We also call these “AI” classifiers. Their role is to distribute information chosen as input into categories, also chosen, called “output”. For example, we will try to determine if a shape in an image (a mass of pixels) is a person, a dog, a laptop, a truck, etc. To which we will add a degree of probable identification: this shape is a dog at 88%, a truck at 22%, etc. In short, classifiers classify pre-given data into predetermined classes. Humans are present everywhere and AIs are probability classification operators.

Its implementation, variably complex, in the industry and supply chain segments in particular is recent and massive – 1.3 $TRN of annual value creation would result.
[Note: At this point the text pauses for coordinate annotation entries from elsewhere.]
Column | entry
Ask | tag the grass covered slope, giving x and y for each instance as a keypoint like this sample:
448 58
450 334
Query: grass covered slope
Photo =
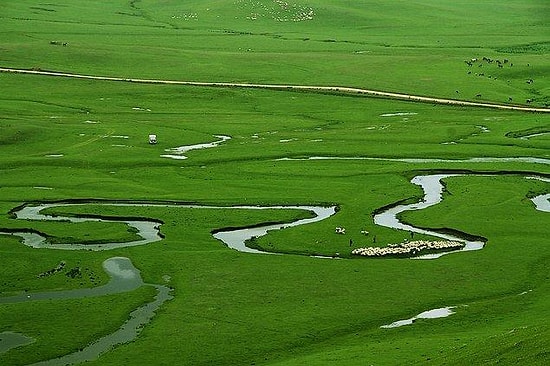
66 138
417 48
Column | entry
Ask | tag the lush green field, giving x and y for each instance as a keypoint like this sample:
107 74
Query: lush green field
65 138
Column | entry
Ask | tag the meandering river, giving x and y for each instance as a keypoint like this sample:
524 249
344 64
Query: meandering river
125 277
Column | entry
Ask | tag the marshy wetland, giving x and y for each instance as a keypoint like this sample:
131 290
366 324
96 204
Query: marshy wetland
309 130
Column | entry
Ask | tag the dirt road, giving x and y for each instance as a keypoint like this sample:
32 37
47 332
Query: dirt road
330 89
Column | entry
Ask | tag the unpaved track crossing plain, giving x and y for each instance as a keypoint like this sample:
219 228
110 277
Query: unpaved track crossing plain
311 88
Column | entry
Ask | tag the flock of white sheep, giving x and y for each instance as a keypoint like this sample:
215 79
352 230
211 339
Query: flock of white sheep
411 248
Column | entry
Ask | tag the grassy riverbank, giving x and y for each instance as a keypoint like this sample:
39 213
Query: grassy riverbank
65 138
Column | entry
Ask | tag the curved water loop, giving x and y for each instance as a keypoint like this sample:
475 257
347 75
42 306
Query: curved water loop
124 277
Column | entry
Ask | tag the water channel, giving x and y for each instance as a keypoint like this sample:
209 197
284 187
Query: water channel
125 277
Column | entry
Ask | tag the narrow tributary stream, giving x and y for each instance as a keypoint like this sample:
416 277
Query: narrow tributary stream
125 277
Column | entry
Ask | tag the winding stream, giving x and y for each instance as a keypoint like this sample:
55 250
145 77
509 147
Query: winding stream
178 152
125 277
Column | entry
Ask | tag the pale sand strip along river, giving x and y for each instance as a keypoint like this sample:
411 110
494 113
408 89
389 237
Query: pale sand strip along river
333 89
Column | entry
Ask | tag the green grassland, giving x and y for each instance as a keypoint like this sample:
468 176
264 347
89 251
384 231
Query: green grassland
66 138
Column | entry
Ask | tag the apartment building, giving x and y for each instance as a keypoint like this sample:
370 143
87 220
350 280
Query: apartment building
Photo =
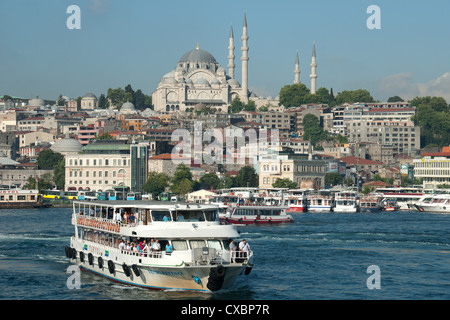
106 164
433 168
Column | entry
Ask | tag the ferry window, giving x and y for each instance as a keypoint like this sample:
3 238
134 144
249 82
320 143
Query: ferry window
214 244
159 215
196 244
226 244
179 245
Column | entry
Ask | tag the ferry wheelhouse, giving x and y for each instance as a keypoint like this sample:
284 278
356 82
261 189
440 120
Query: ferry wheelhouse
320 201
403 196
193 251
370 203
434 203
254 214
296 200
346 201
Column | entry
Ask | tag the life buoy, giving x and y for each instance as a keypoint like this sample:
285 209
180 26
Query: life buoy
74 254
136 270
111 266
126 270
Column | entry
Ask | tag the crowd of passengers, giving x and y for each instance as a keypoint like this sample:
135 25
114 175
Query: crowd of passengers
127 217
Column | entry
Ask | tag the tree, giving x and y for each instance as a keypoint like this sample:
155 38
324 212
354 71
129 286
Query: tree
333 178
312 130
31 183
48 159
210 181
45 182
294 95
284 183
156 183
247 177
102 101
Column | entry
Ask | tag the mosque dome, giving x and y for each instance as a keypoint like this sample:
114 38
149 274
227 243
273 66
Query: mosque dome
90 95
36 102
66 145
127 107
202 81
198 55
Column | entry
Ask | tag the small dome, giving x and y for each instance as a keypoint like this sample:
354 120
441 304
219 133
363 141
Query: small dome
233 82
67 145
90 95
202 81
198 55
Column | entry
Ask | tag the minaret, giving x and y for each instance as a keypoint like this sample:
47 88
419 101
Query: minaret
244 60
297 71
313 75
231 54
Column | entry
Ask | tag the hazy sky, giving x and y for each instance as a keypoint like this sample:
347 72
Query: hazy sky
137 42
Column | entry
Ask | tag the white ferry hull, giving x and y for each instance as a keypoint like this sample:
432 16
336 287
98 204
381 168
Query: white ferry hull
345 209
153 276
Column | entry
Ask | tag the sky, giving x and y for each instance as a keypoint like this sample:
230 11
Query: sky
137 42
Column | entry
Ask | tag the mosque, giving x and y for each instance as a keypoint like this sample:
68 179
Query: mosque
198 79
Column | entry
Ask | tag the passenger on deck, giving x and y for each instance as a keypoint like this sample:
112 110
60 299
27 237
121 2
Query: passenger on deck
118 217
169 248
157 248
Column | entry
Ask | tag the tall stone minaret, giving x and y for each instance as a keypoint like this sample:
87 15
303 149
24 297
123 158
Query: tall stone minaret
313 75
297 71
244 60
231 54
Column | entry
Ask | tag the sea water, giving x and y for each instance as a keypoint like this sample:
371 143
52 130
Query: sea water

When it comes to AI, however, we are never sure whether we are talking about robotics, virtual reality, optimized trajectories, automation, calculation for games (go, chess), etc. The general discourse is ambiguous.

However, AI is not a recent issue: the Markov chains that we often discuss appeared in 1906, the (very poorly named) computer “neural networks” – which have nothing in common with neurons physiological than the vague understanding we had 55 years ago – experienced peaks of scientific interest in the 60s then 80s, and have recently re-emerged through the entrepreneurial world. Marvin Minsky, founder of the MIT AI laboratory, finally declared “AI has been brain dead since the 70s”, a resounding echo of the declaration of Luc Julia in 2017 [father of Siri on iOS/Mac OS] “AI n 'does not exist ".

Faced with both the naive (but enthusiastic and positive) buzz and the rigorous mistrust, clarification is essential and we can easily distinguish engineering sciences from cognitive sciences. In one case, we will attempt to model and make operational an action that would typically require the intervention of a human using computer and/or mechanical tools (what we call “weak AI”). In the other, we will be interested in the nature of human cognition – namely knowledge and memory, in particular.

In the history of scientific ideas, engineering sciences and cognitive sciences have separated rapidly. The first school/era of cognitive sciences misunderstood the “computational” nature (similar to a computer) of cognition and proposed alternative models in the 1960s: the most recent are embodied, distributed, situated, externalist models, which recognize the constitutive role of the body, the environment, the surrounding technical objects and generally reduce the centrality of the brain.

In this context, it is fairer to recognize both the operational power of the tool (mis)named “AI” and the legitimacy of cognitive sciences (not entirely naturalistic) in describing human attitude and thought. In short, let us continue to grasp the power of statistics for industrial optimization, while trying to distance it from ethical debates which often stem from a misunderstanding of its nature: there is no strong AI today. today, and it is not an increase in (computing) power that will change the situation but a variation in nature. In the meantime, let's talk about AI not as Artificial Intelligence (there is no less reflective than a neural network) but as (human) Intelligence Augmented by statistical tools.

Jean-Baptiste Guignard, co-founder of Clay, is a Fellow Researcher at the Ecole des Mines de Paris and Associate Professor at UTC-Sorbonne Universities.